Sunday, 24 January 2016

Mother Styles

One hallmark of French haute cuisine has always been its dizzyingly huge and diverse range of sauces. One of the first attempts to impose some sort of order on the whole proceedings was made by the great 19th Century chef Marie-Antoine Carême - the Heston Blumenthal of his day - who determined that in fact, a great many of them could be seen as being derived from four "mother sauces" - espagnole, velouté, allemande, and béchamel. Under this system, a Mornay sauce could be described as a béchamel with cheese and an egg yolk added, while a sauce chasseur was a sauce espagnole beefed up with mushrooms and shallots.

Carême's original list has been modified over the years - sauce allemande has been demoted to be a derivative of velouté, while sauce tomate and sauce hollandaise have been added - but the idea of the mother sauces remains one of the foundations of French cooking, and mastering them is an essential element of a French chef's education.

I've recently started to wonder whether a similar approach could also help a beginner homebrewer like me to navigate the maze of beer styles and recipes. Rather than starting from scratch with every style and every recipe that we try to brew, can we look at a lot of them as being basically variants on another style that we've already tried? Does beer have "mother styles"?
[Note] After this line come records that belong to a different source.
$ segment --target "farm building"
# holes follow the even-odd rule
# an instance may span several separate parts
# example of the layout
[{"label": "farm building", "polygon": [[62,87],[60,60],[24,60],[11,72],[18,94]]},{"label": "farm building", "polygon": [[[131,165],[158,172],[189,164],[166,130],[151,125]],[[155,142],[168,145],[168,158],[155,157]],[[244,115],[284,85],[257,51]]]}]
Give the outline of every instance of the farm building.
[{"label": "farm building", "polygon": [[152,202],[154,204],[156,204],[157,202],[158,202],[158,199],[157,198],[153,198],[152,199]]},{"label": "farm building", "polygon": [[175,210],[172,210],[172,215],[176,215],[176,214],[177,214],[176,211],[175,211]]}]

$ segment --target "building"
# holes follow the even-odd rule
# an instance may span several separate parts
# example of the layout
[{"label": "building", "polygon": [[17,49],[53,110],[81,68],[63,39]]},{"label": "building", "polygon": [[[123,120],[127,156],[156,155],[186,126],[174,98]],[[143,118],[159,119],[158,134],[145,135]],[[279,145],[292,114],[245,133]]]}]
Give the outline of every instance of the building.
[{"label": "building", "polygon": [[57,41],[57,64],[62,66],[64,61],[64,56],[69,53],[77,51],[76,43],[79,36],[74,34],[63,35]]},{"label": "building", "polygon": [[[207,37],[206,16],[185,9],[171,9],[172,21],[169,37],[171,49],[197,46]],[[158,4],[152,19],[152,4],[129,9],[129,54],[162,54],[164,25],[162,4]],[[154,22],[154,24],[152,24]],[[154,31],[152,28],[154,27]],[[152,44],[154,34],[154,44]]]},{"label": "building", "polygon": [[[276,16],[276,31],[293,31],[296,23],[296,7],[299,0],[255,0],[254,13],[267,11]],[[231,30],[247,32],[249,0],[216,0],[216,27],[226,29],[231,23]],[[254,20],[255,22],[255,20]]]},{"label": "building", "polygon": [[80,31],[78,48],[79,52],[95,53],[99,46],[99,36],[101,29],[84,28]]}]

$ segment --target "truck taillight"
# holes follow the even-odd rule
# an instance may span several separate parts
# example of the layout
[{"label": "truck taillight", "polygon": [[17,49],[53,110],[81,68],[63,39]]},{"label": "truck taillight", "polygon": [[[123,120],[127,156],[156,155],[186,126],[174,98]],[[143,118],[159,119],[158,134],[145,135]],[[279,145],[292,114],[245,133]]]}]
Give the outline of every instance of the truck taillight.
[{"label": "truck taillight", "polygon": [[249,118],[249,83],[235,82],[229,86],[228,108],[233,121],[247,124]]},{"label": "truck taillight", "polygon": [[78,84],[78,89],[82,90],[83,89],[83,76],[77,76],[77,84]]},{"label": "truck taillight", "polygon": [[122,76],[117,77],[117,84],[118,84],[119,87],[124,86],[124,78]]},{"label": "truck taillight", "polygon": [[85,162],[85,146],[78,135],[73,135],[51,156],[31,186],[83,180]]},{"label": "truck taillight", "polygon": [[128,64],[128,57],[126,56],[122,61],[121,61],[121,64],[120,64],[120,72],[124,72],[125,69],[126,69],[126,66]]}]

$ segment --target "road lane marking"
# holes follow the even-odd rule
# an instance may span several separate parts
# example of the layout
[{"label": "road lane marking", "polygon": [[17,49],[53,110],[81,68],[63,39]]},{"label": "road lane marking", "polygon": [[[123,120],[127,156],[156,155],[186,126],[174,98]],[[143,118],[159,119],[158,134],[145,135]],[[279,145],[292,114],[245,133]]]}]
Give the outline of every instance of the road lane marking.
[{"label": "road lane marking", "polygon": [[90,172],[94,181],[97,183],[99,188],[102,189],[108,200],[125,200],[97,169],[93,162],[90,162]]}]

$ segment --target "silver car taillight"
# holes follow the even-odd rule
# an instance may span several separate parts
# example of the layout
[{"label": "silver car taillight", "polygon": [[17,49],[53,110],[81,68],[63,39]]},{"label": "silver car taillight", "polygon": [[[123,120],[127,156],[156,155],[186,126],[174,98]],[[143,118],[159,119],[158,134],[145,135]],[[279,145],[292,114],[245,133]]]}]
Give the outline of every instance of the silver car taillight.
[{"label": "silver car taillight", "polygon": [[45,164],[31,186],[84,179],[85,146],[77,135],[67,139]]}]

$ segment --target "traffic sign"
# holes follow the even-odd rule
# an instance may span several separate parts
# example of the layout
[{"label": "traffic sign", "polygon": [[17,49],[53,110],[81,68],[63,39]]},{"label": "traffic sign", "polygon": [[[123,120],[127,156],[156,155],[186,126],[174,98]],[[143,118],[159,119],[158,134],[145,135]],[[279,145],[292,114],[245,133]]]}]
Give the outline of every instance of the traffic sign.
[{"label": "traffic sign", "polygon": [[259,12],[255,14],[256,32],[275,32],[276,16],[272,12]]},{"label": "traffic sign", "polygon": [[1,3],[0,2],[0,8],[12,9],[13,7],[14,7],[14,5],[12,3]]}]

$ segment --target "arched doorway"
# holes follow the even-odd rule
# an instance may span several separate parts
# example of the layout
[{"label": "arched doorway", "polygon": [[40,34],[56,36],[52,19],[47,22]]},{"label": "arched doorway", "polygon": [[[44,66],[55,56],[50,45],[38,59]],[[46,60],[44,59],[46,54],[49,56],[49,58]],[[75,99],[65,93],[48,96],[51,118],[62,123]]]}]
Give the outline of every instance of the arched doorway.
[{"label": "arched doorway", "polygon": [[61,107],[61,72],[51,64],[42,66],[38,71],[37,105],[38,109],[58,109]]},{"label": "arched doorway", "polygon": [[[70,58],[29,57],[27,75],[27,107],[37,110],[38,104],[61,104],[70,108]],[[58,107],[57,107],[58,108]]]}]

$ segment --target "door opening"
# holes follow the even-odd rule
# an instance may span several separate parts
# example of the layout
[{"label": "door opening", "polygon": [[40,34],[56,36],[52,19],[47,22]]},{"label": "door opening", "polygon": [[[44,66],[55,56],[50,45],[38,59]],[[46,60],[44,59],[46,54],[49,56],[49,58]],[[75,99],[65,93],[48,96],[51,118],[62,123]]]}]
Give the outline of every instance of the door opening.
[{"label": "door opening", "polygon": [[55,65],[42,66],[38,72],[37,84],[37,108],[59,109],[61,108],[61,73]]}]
What constitutes a mother style would probably vary from person to person - an American hophead might see US IPA and American Amber as mother styles in their own right, whereas I treat them as basically derivative of American Pale Ale - but at the moment, most things that I brew are basically variants on one of:

  • American Pale Ale
  • Euro-hopped Blonde Ale
  • Porter
  • ESB
  • Saison.

That isn't to say that I have a single APA recipe that I tweak when I want an American Amber or a US IPA, but it does seem helpful that when I brew one of those things, rather than thinking about stuff that I already know and about new lessons that I learn as being specific to that style, I can think about them in the broader context of American Pale derived beers. Similarly, for anything dark and roasty I can start off by thinking about how I'd get there from Porter.

Does this way of thinking ring bells with anyone else? What would your "mother styles" be?